Snow advocates something he calls “supply management,” akin to a quota system for milk production. “Supply management system says, ‘O.K. cow you’ve been making a xamount pounds of milk a year for quite a while we’ll give you that quota,’” Snow explains. “And then there’s gonna be a board that says ‘O.K. the United States needs about xbillion pounds of milk per year. If they want to up production and need to, they can just give everyone another xpercent [production].”
Uncertain future
Large-scale economic reform in the US is not likely to happen anytime soon, however, and legislation like New York State Senate Bill 2837 and the Greenlight initiative are not guaranteed to pass. In all cases, the danger for workers persists today.
“They want to get the milk production they want, and that’s important, but if an accident happens to a worker, sometimes some farm owners don’t even want to bring them to the hospital. For example, when I had my injury, I was in front of the farm owner and told them my hand was bleeding, and they only gave me a Band-Aid. It shouldn’t be this way. They should have brought me to the hospital. But they didn’t.”
Hernandez adds that whether the law passes or not, what he and others do at the Workers Center of Central New York is continuing to educate workers so that they are aware of their basic rights.

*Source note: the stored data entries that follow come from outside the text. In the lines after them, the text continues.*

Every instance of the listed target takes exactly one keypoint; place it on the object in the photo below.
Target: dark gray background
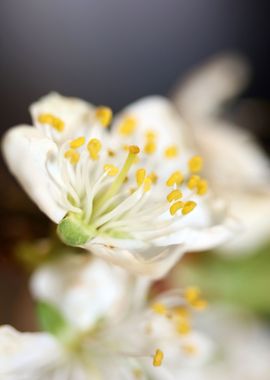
(114, 51)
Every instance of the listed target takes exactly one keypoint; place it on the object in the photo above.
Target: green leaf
(51, 320)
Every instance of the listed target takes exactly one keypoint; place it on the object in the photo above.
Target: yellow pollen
(188, 207)
(202, 187)
(193, 182)
(94, 147)
(183, 327)
(134, 149)
(147, 184)
(192, 293)
(72, 156)
(175, 207)
(159, 308)
(111, 170)
(77, 143)
(127, 126)
(176, 178)
(190, 349)
(153, 177)
(140, 176)
(104, 115)
(53, 121)
(174, 195)
(150, 147)
(171, 151)
(158, 358)
(195, 164)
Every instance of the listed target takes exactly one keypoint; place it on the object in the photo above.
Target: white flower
(131, 195)
(236, 167)
(119, 342)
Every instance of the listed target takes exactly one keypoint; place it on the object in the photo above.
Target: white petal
(75, 113)
(204, 90)
(85, 289)
(159, 115)
(26, 150)
(156, 265)
(25, 356)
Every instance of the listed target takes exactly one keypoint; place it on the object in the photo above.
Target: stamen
(117, 183)
(188, 207)
(94, 147)
(171, 151)
(140, 176)
(111, 170)
(53, 121)
(72, 156)
(195, 164)
(202, 187)
(153, 177)
(190, 349)
(128, 125)
(158, 358)
(77, 143)
(175, 207)
(147, 184)
(175, 179)
(104, 115)
(174, 195)
(159, 308)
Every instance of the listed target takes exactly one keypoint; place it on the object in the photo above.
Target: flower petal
(26, 151)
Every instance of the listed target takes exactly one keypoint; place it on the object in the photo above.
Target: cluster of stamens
(180, 317)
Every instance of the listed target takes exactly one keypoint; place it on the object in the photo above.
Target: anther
(104, 115)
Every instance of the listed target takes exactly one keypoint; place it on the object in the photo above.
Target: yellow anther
(159, 308)
(174, 195)
(190, 349)
(53, 121)
(202, 187)
(192, 293)
(195, 164)
(72, 156)
(104, 115)
(140, 176)
(94, 147)
(188, 207)
(150, 147)
(158, 358)
(193, 182)
(134, 149)
(127, 125)
(77, 143)
(175, 178)
(175, 207)
(183, 327)
(181, 312)
(153, 177)
(171, 151)
(147, 184)
(111, 170)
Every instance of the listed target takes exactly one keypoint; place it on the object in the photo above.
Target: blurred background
(112, 52)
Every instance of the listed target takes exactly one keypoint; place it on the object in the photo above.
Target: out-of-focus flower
(234, 164)
(110, 332)
(132, 194)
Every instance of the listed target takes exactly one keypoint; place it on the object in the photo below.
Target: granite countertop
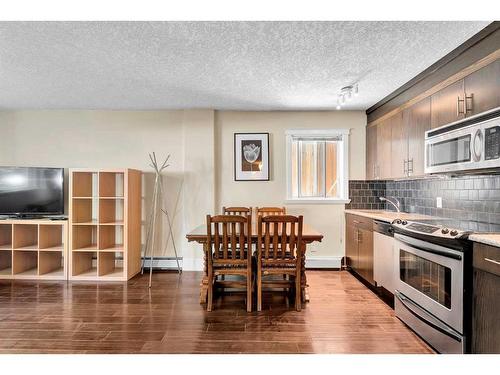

“It’s just not fair. The work is so important because we do the work that no one wants to do,” says Hernandez. “For example, we work 12 hours in the milking parlors. There’s yogurt, there’s cheese, there’s milk, in the supermarkets – that’s because there are workers working 365 days out of the year. And if they get a day off, and extra hours, the farmers complain, but the economy of New York State is one of the strongest, and that’s thanks to the workers.”